I ate something like this at a restaurant in South Dakota the weekend I was out there to do my TEDx talk. It was a really amazing weekend and surreal, too, and this was the last meal before I left the next day. I might have been just super hungry, but this was so delicious I memorized it while I was eating it and hoped to recreate it.

It’s super healthy and I believe low carb, but considering I just made it up, I have no idea so don’t quote me on anything other than I promise it’s delicious!

This is meant to be a hot sandwich as well – so serve it shortly after taking it out of the oven – and you need to eat it with a knife and fork. Totally worth it!

Ingredients (serves 4):

  • 4 boneless skinless chicken breasts
  • 2 Portobello mushroom caps, sliced
  • 1 red bell pepper, cut into large pieces
  • fresh goat cheese
  • fresh basil leaves
  • Olive oil
  • Balsamic vinegar
  • Salt
  • Pepper

Heat oven to 350F. Rub olive oil, salt, and pepper on the chicken breasts and put in an oven-safe small pan (I use pottery for this.). In a separate pottery dish, toss the mushrooms and pepper pieces with another bit of olive oil, salt, and pepper. Put the chicken dish AND the vegetable dish into the oven at the same time. Roast the chicken the oven until completely cooked through (usually that’s about 35-40 minutes) and by the time it’s done, the veggies will be ready, too. Pull them out when you pull out the chicken.

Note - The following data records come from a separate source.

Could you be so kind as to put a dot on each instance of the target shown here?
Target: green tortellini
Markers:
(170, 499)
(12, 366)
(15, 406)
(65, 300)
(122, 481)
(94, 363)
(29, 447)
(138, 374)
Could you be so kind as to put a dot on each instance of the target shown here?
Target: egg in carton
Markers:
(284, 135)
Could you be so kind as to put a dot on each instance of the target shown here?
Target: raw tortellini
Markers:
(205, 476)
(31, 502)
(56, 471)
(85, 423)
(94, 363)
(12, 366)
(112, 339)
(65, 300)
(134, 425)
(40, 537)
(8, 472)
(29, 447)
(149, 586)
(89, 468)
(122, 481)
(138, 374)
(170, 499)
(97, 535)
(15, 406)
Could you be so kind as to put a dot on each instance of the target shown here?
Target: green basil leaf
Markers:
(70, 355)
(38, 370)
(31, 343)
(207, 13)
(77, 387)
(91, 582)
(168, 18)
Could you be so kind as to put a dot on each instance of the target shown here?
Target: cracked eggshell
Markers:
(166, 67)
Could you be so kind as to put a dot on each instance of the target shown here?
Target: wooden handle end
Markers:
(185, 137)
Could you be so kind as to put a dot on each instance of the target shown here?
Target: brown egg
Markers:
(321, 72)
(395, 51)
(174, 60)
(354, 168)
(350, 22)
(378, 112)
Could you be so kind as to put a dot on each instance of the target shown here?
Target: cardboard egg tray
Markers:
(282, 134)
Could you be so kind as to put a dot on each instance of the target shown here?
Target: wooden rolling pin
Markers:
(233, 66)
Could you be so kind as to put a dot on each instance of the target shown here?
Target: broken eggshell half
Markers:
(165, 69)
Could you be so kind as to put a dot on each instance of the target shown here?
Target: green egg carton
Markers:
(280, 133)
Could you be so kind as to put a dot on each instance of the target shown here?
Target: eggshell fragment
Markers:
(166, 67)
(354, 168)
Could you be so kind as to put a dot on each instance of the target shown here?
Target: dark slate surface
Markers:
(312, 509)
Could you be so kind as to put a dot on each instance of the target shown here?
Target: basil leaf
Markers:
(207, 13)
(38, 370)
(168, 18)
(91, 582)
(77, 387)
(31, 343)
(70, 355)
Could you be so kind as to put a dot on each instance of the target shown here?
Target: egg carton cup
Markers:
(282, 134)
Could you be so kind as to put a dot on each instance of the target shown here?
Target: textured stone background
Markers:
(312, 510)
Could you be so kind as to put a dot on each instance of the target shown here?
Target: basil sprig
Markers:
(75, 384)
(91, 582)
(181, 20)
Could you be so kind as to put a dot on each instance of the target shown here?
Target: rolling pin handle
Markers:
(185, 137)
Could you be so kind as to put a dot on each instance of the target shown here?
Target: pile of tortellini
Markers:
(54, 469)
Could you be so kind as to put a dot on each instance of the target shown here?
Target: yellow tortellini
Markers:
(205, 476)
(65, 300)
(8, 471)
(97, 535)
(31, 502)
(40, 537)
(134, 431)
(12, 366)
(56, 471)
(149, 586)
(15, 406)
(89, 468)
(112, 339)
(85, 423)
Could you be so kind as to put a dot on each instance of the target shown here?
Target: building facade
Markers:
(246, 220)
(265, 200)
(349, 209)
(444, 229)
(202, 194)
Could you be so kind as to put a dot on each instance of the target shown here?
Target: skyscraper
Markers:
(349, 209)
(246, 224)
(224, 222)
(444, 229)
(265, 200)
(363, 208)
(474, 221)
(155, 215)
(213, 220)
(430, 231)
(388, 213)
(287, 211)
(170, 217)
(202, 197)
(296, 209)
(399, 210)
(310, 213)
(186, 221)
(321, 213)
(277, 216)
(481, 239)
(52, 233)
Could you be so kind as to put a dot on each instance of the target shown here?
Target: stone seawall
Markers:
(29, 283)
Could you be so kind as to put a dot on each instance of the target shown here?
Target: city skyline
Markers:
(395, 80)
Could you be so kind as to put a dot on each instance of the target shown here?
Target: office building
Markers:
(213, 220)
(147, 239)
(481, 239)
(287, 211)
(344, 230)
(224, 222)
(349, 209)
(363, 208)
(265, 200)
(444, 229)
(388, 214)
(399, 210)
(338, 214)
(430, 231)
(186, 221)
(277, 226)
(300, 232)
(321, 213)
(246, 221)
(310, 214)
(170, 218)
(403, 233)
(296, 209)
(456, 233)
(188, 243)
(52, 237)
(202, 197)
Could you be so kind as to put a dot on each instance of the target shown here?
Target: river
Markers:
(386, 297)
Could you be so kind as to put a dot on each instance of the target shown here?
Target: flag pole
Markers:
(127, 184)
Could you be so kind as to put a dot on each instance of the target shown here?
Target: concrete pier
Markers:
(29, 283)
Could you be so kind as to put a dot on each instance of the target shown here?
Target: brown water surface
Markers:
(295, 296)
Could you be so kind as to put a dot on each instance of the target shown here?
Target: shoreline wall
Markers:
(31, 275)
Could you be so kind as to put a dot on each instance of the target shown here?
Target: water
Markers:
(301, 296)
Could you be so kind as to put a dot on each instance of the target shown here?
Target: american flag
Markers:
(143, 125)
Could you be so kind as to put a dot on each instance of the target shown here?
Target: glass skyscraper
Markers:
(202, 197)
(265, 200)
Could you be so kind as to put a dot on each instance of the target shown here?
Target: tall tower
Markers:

When the chicken is just cool enough to handle without burning yourself, slice each breast lengthwise through the middle, creating a “bun” out of the chicken breast. On the “lower half” of the chicken bun, layer in the mushroom, top with crumbled goat cheese, then the red pepper, then basil leaves.

Top with the top half of the chicken bun, drizzle with balsamic vinegar and serve warm.